Sounds all cool… I think I found out what slows down my brms program and a map won’t help. I will likely end up with lots of stanvar calls and bypass unfortunately quite a bit of brms facilities. Hopefully that can help to get this pattern into brms at some point.

I would still think a map will be useful (if used with few shared arguments)

Anything in particular?
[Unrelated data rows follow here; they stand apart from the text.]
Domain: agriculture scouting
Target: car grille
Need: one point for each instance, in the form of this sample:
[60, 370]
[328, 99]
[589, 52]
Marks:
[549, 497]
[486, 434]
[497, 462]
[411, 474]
It feels like a map over loops and reduce_sum over the lpdf would probs help brms stuff while being generic’ish enough for a good lot of models

Well, brms has the bad habit of copying all the parameters to vector which correspond in size to the data set you analyse. That is not very efficient if many of these are redundant copies as is the case in my application. Avoiding that should give a decent speedup… I thought… but right now I am a little confused.

But yeah… for loops should be replaced with map’s, of course.

In this model I don’t think it’s obvious why you’d break it into a map and a reduce. Reduce sum already has a map stage.

I’d divert this as a question to @paul.buerkner, would it be easier to add generic code with parallelism if you could break up sections into just maps and others into reduce_sum? Alt Q is what sort of signature would you be looking for to add parallelism to brms?